Kedua, dalam satu WAG, seorang mantan anggota DPRDbernama SA membagi pesan, "Indonesia dikenal negara besar yg berpotensi sbg negara maju tentu kurang bijak klo pemimpinnya di HUT KEMERDEKAAN bukan waktu yang tepat untuk menampilkan performance bagian dari suku yang relatif terbelakang."
Ketiga, lewat akun Twitternya, seseorang yang mengidentifikasi diri sebagai RG mencuit, "Pakaian adat dengan kelakuan biadab. Ya bernilai sampah. :)"
Saya hanya akan memusatkan diskusi pada dua risakan tersebut pertama. Risakan ketiga saya abaikan karena dua alasan: seseorang bernama RG telah membantah cuitan itu bukan cuitannya, karena dia mengaku tak punya akun Twitter dan, ini yang terpenting, cuitan itu tak tergolong risakan etnosentris.
Etnosentrisme: menilai etnis lain menggunakan ukuran etnis sendiri.
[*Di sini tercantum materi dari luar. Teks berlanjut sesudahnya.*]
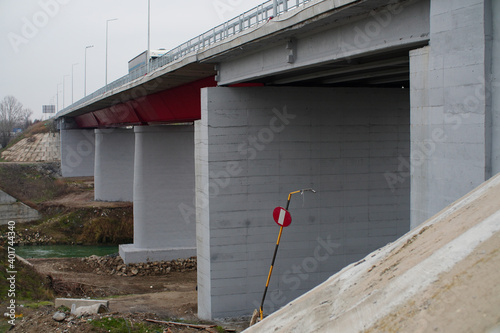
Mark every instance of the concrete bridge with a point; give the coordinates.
(389, 109)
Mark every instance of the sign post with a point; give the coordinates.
(283, 218)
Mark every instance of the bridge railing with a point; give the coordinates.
(251, 18)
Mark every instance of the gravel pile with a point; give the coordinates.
(114, 265)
Sebelum berangkat jauh, saya perlu sampaikan dulu batasan konsep etnosentrisme. Merujuk Encyclopedia Britannica, etnosentrisme menunjuk pada keyakinan akan superioritas budaya etnisku atas budaya etnis lain.
Sebagai contoh saja, seorang etnis Batak menilai etnis Jawa lemah. Orang itu menggunakan ukuran etnisnya tentang sifat kuat: bicara tegas dan keras. Kesimpulannya: etnis Batak kuat, etnis Jawa lemah.
Kesimpulan itu disebut stereotip sosial, suatu prasangka sosial terhadap etnis lain sebagai hasil penilaian yang bersifat etnosentris. Karena sifatnya sepihak, dan terlalu menyederhanakan, maka stereotip umumnya tak sesuai dengan kenyataan.
Pada contoh di atas, sejatinya tidak ada fakta empiris yang bisa menjadi dasar untuk menyimpulkan orang Jawa secara sosial lebih lemah dibanding orang Batak. Jadi, jika ada seorang Batak mengatakan orang Jawa lemah, maka itu masuk kategori merendahkan, menghina atau menista etnis lain.
Etnosentrisme: stereotip etnis Baduy yang terbelakang.
Sikap etnosentris berakibat warga etnis-etnis yang merasa lebih paling maju menilai etnis Baduy itu terbelakang. Indikasinya terbaca jelas pada dua kalimat risakan di atas. Kedua perisak, jika merujuk posisi sosial dan tempat tinggalnya, diduga menilai diri sebagai bagian dari etnis maju.